Just as an actor in the moving pictures is untouched by the sorrow he has to depict in his characters, so must you remain untouched by the changing pictures of inevitable misfortune, sickness, sudden failure and unforeseen obstacles in life. Sickness, failure and grief are so, simply by the relative standards of human consciousness. A disciplined consciousness, united to cosmic consciousness, never inwardly experiences sickness, or suffering, or failure. As God’s children, we are always perfect, and we must recover that consciousness by wisdom and true understanding of the meaning of life and its problems.

Care not if you are not the principal player in the movies of life. No motion picture is made up of only one player, or one event. Your part in playing, if short or obscure, is yet very important, for without you the “plot” of life is incomplete. In the Universal Director’s eyes, he who plays his life’s part well, whatever that may be, is made a star to shine in His immortal galaxy.

Most of our troubles spring from not knowing what our parts are. This results from not developing our innate intuitive soul faculties. Rouse the all-feeling, all-seeing wisdom by regular meditation, and find your part. Then you must play and watch your own playing, or the playing of others — be it the news of plain facts, or a comedy of errors, or the tragedy of trying experiences — with an inwardly entertained mind. There is no room for pain, grievance, or boredom in watching the movies of our own lives. The retrospective consciousness of man can play all the noble parts of life joyously, untouched by suffering. These cosmic movies are all for our entertainment.
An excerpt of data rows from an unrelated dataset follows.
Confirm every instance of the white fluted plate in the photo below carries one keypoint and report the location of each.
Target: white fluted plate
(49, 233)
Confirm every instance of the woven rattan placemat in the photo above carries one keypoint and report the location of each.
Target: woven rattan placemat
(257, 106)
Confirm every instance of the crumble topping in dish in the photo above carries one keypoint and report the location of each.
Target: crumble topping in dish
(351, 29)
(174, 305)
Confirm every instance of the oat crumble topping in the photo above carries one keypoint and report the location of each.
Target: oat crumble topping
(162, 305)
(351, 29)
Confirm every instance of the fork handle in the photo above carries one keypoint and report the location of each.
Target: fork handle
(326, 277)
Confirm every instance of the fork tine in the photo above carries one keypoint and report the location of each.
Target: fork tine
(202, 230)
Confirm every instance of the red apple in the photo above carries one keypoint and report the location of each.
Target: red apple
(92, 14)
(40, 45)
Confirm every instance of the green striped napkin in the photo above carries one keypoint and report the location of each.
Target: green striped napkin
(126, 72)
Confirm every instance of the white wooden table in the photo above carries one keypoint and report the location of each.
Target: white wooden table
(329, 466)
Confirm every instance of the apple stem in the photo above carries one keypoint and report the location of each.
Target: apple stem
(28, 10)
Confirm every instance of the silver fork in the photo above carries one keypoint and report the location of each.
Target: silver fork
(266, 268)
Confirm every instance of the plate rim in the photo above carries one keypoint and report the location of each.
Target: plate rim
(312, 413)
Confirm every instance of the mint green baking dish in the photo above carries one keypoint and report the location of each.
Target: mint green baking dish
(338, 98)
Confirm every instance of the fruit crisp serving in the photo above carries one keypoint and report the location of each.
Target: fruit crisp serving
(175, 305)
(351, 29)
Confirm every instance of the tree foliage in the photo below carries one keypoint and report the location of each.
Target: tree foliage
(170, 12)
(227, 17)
The Great Director of the Motion Picture Company of Life is made of joy. We, as His children, are made in His image of joy. From joy we came, in joy we live, in joy we melt. He brought out this cosmic motion picture to keep Himself entertained. Having come out of His being, we are endowed with the same quality of super-consciousness, by which we can watch the pictures of life, of birth, death and world events with the same divinely enjoying spirit.

You watch a tragedy in a motion picture house, and when it is over, you say: “O, it was a fine picture!” So must you be able to look upon the pictures of trials of your own life and say: “O, my life is interesting, with troubles and difficulties to be overcome. These are all my stimulants to show me my errors, and help me assume the right mental attitude by which I can watch with joy the fascinating spectacle of life.”

The consciousness of man is made of God and is pain-proof. All physical and mental sufferings come by identification, imagination, and wrong human habits of thinking. We have to travel along the labyrinthine path of life, visiting many motion picture houses of varied experiences, entering them with the consciousness of being entertained and instructed.

Then life and death will be watched with an unchangeable, joyous consciousness. We will find our consciousness to be one with cosmic consciousness, unchanged by the human waking of birth or the sleep of death. Thus we will watch the cosmic motion picture with perennial, ever-new joy.